By Ayaz Gul
A new quarterly U.S. report has documented a staggering 82% increase in “insider attacks” on Afghan government security forces in the first quarter of 2021, resulting in 115 personnel killed and 39 wounded.
The Special Inspector General for Afghanistan Reconstruction (SIGAR) reported Thursday to the U.S. Congress that overall Afghan National Defense and Security Forces (ANDSF) casualties also were substantially higher than during the same period last year.
SIGAR is not allowed to include full ANDSF casualty data because U.S. forces in Afghanistan keep it classified at the request of the Afghan government.
The report noted that ANDSF suffered a total of 31 insider attacks from Jan. 1 through April 1, and the number of casualties they caused were more than double compared to the same period in 2020.

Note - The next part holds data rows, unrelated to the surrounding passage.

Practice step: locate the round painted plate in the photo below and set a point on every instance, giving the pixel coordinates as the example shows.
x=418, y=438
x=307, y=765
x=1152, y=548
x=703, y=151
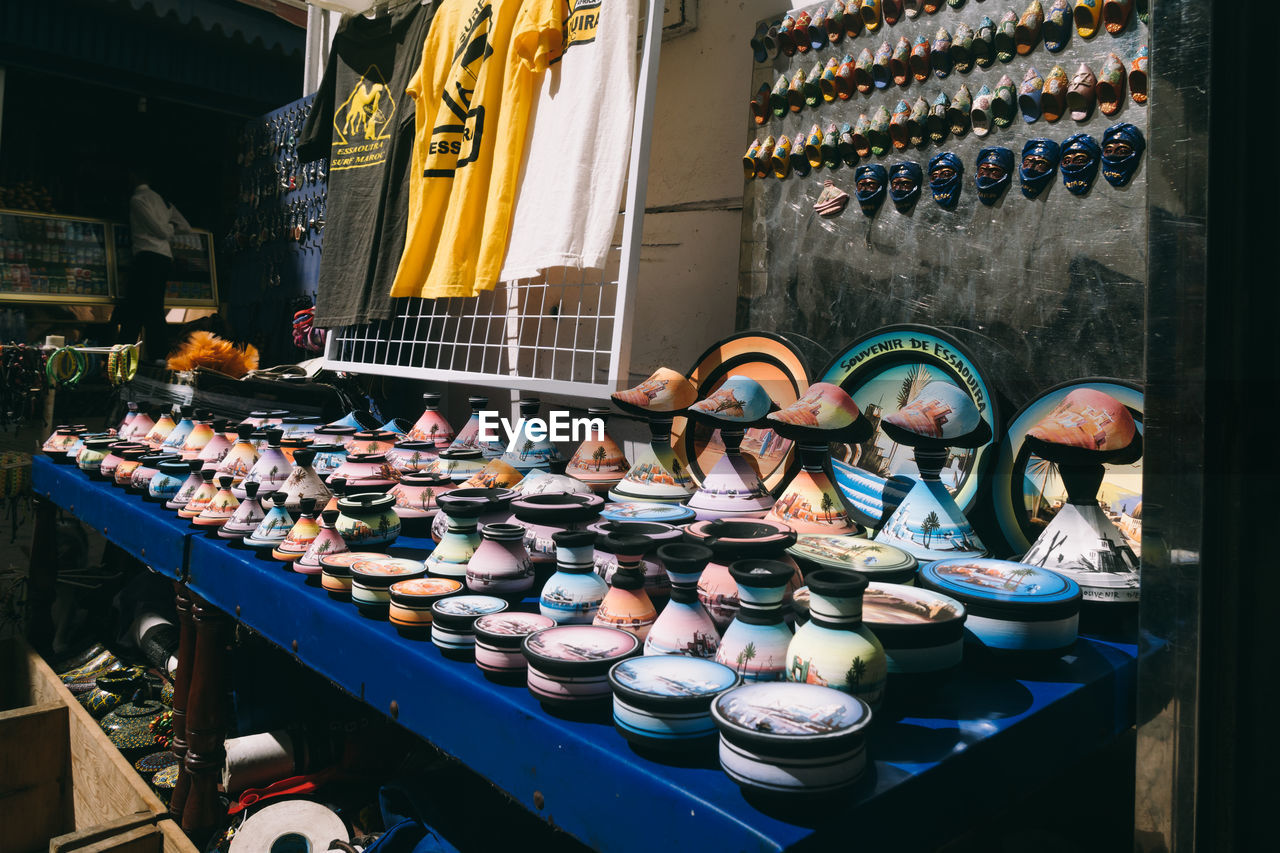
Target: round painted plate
x=580, y=644
x=901, y=605
x=855, y=553
x=883, y=372
x=1027, y=489
x=675, y=514
x=671, y=678
x=1000, y=582
x=790, y=711
x=469, y=605
x=776, y=364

Taliban insurgents posing as Afghan police or military personnel are behind most of these insider attacks.
SIGAR submitted its quarterly report as 2,500 or so U.S. troops are preparing to begin pulling out of Afghanistan beginning Saturday. The military drawdown is to end by Sept. 11 and intends to conclude America’s longest war.
Nearly 17,000 U.S. Defense Department contractor personnel supporting the agency’s Afghan operations also will move out of the country along with the American troops. This includes 6,147 U.S. citizens, 6,399 third-country nationals, and 4,286 Afghan nationals, according to SIGAR.

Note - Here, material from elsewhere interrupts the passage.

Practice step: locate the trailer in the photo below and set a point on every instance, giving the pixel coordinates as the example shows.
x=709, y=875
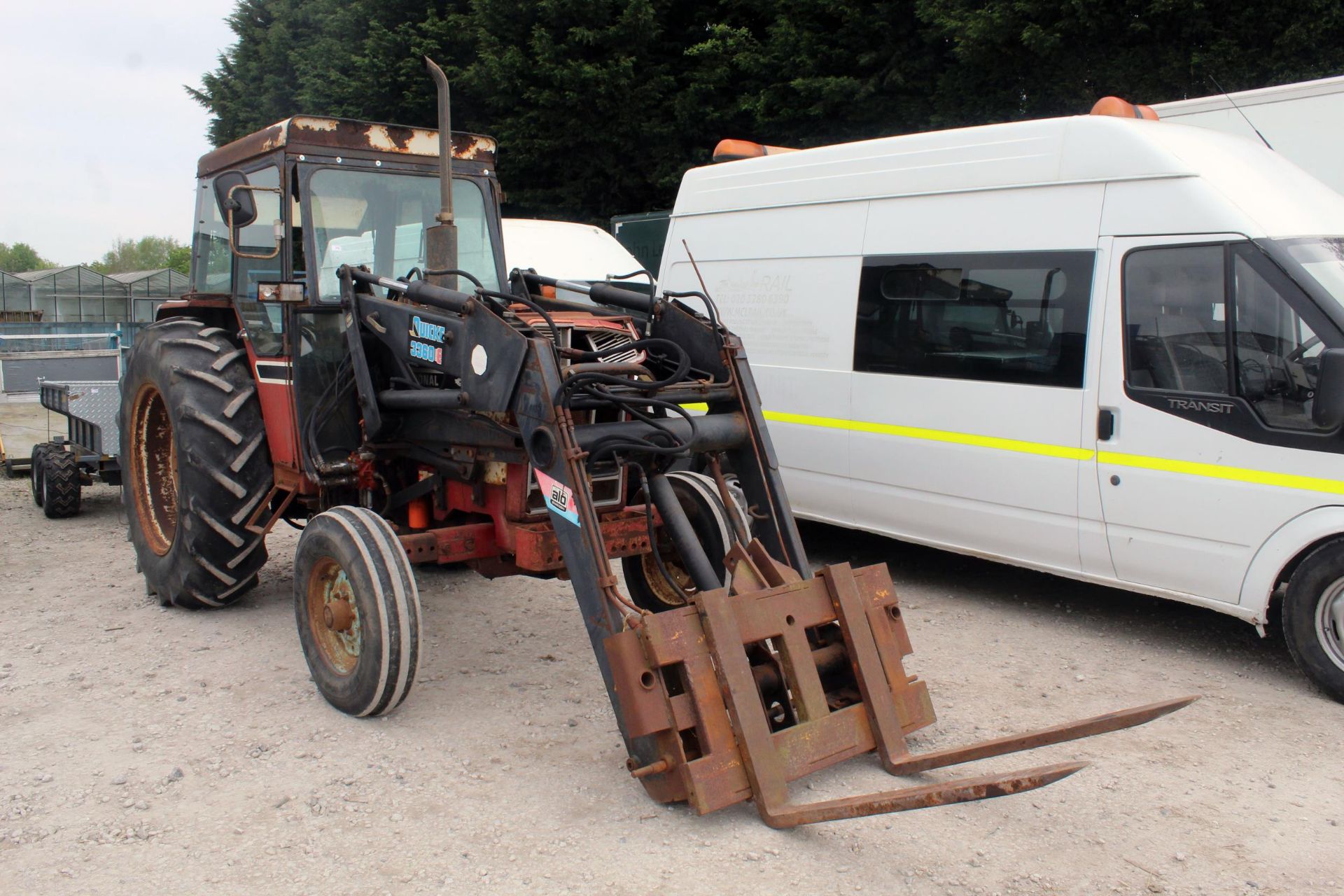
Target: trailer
x=89, y=451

The agency noted it is unclear who, if anyone, will replace contractor personnel or perform their work after their withdrawal.

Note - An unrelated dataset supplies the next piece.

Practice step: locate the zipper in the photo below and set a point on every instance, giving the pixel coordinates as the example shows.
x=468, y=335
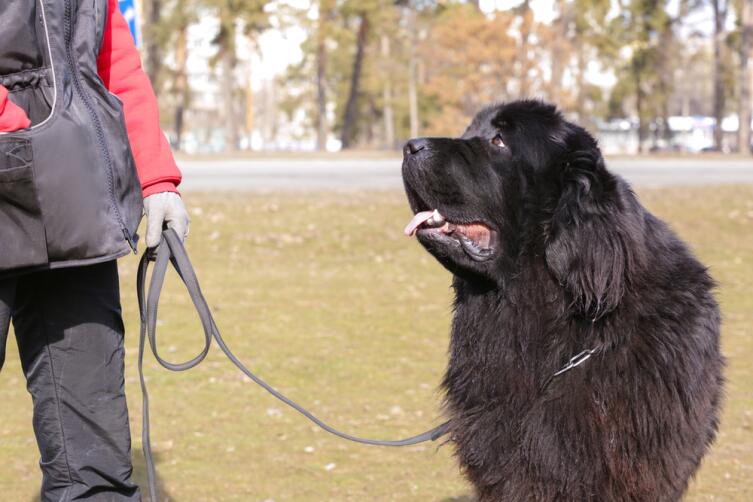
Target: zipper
x=68, y=36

“Without continued contractor support, none of the Afghan Air Force’s (AFF) airframes can be sustained as combat effective for more than a few months, depending on the stock of equipment parts in-country, the maintenance capability on each airframe, and when contractor support is withdrawn,” SIGAR said, citing U.S. military assessments.
The quarterly report explained that DOD contractors provide for and maintain ANDSF ground vehicles and train local technicians. Although the ANDSF has “dramatically improved its share of the work, it is still falling well below benchmarks for its share of the maintenance work orders they — rather than contractors — are supposed to perform.”
The withdrawal of American and NATO forces stems from a year-old agreement Washington negotiated with the Taliban, raising expectations at the time it also would encourage the insurgents and the Afghan government to agree on a power-sharing political deal to end the war.
But talks between the Afghan adversaries, which started last September, have failed to produce the desired outcome; rather, they have remained largely deadlocked, raising fears the conflict could intensify and cause more bloodshed once all foreign troops depart.
American military commanders have in recent statements admitted Afghan security forces “will certainly collapse” in the face of increased Taliban assaults if the U.S. is to stop all assistance.
The Afghan war, which started with the October 2001 U.S.-led international military invasion of the country, is said to have killed an estimated 241,000 people to date.
This includes at least 71,344 civilians; 2,442 American service members; 78,314 Afghan military and police; and 84,191 insurgents, said a private U.S. study released earlier this month.